Snakes and Bahiagrass...Oh yeah! - WECT TV6-WECT.com:News, weather & sports Wilmington, NC

Snakes and Bahiagrass...Oh yeah!

Dear DownEast Gardener;

Hi Bruce, I am a seasoned landscape contractor that is in a career change.  Do you have an herbicide regiment for Bahiagrass in my Emerald Zoysia? I also had a beautiful specimen Daphne odora suddenly die.  Was this a virus that could not be treated?  Thank You, Michael.

Answer:  Bahiagrass (Paspalum notatum) is a native South American perennial grass that has taken root in eastern North Carolina. On the plus side, bahiagrass can grow in acid, sandy dry soil and is resistant to most diseases and insect problems. It makes a great seed crop for quail, is fair forage for animals, and will hold together the soil where no other plant will grow (that is why it is used on NC Highways!). On the minus side, the seed get scattered everywhere and end up as a weed in our lawns, golf courses, and athletic fields. Traditional treatments of MSMA or DSMA will likely be the best solution for post emergence control of this grassy weed in zoysiagrass. You may also want to consider hand pulling for small infestations or spot treatment with Roundup or similar product. Other products are available but generally high cost or label use prevents application on home lawns. Read the NC Ag Chemical Manual for additional recommendations (http://ipm.ncsu.edu/agchem/8-13.pdf ).

            Daphne is susceptible to a wide spectrum of insect and disease problems. Standard treatment for virus problems in Daphne and other woody shrubs is dig and destroy. Curing virus problems in ornamental plants is a long and tedious process reserved for laboratory types and not gardeners.

Dear DownEast Gardener;

Both tomatoes and the portulaca I plant begin to die after about two and a half to three months.  Is this normal?  I have talked with others who seem to have better luck.  My other plants last much longer. Claire.
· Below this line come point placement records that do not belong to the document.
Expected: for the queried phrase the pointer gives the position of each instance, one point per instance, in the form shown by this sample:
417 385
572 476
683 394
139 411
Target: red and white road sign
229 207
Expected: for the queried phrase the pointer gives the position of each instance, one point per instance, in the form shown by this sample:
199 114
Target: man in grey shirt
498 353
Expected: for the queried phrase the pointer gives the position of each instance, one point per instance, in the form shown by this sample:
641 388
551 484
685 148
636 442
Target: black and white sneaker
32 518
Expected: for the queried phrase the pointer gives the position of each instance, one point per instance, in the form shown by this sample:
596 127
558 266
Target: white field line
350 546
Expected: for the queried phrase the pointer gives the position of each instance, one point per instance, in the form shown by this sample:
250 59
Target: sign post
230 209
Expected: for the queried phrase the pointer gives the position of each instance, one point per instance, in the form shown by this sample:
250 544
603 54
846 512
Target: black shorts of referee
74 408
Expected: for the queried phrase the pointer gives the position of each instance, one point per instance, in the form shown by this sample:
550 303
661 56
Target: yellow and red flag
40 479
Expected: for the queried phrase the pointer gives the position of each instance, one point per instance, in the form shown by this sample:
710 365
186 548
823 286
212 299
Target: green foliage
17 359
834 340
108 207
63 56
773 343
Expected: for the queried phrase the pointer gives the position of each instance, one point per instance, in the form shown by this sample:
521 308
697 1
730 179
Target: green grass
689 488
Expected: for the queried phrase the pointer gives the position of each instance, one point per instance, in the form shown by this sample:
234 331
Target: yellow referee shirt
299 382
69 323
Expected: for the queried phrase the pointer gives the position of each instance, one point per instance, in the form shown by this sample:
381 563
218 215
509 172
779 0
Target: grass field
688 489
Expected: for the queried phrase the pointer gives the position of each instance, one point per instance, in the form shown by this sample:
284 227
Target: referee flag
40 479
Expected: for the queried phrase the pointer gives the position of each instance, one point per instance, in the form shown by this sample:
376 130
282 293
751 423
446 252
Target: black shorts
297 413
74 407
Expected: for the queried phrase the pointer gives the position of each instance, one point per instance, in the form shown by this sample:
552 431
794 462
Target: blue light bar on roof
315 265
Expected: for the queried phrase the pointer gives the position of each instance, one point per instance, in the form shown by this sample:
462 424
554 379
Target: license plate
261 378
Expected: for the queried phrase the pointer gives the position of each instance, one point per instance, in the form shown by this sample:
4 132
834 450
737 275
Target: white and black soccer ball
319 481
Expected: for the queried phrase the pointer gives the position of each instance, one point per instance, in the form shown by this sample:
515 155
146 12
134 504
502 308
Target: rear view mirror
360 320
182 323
Answer: This is not normal...and luck has very little to do with successful gardening. Tomato and Portulaca are not related plants. Tomatoes are having major problems this year with tomato spotted etch virus, bacterial wilt, and other systemic fungal pathogens. I have not heard any problems with Portulaca. Normally, portulaca is a great plant for hot dry areas in southeastern North Carolina. Here are some publications for you:

http://www.ces.ncsu.edu/depts/hort/hil/hil-8107.html

Dear DownEast Gardener;

When is the best time to cut back azaleas and other flowering bushes?  They have taken over the walkway and need cutting back but I don't want to kill them if it isn't the right time of year to do so. Bruna

Answer: It is best to cut back azaleas prior to July 1....but cutting back later in the year will not kill them...just cut off the bloom buds. Other flowering shrubs should be pruned based upon when and upon what "wood" they bloom. I can suggest some great horticulture classes for you to learn this information, but in the meantime read this publication: http://www.ces.ncsu.edu/depts/hort/consumer/factsheets/shrubs/text/pruning.html

Dear DownEast Gardener;

I am a constant fan of your show with Mr. Townsend and learn and enjoy much from you both.  I don't know anyone to ask this question of, but since I saw an ad for bird mailboxes on your last Saturday's program I thought I would pose this question to you for HELP.  My husband became an avid bird-watcher after he retired a couple of years ago.  As any good wife would I supported his hobby with books, pictures, birdhouses etc. Little did I know his beautiful hobby would bring me eyeball to eyeball with a deathly fear of mines: SNAKES.  Ever since my husband started attracting

birds to our backyard we have been bothered with snakes...all kinds.  I have stopped planting my summer flower garden and rows and rows of Sunflowers.  I have curtailed a lot of my other backyard activities too. Dr. Bruce, why is it I have never read or was ever told that I would be confronted by these most dangerous and unwanted visitors?   Please, please help me reclaim my backyard. Clean fingernails, FAZ.

Answer: Thanks for watching and reading. I hope I can change your mind about snakes. Most snakes in this area are not poisonous and are essential to the balance of nature by preying upon rodents, moles, voles, and other vermin. When bird food is improperly offered, seed can attract a wide spectrum of rodents in addition to the birds. Rodent populations attract snakes. Snakes will also prey on bird eggs or young if given a chance. A properly mown lawn, good mulch for weed control in the garden, and properly pruned shrubs will go a long way in discouraging snakes since this is not a preferred type of habitat for snakes. Keep to the cleared areas, yours eyes wide open and enjoy the beauty not the beast. It is all about seeing the glass half full!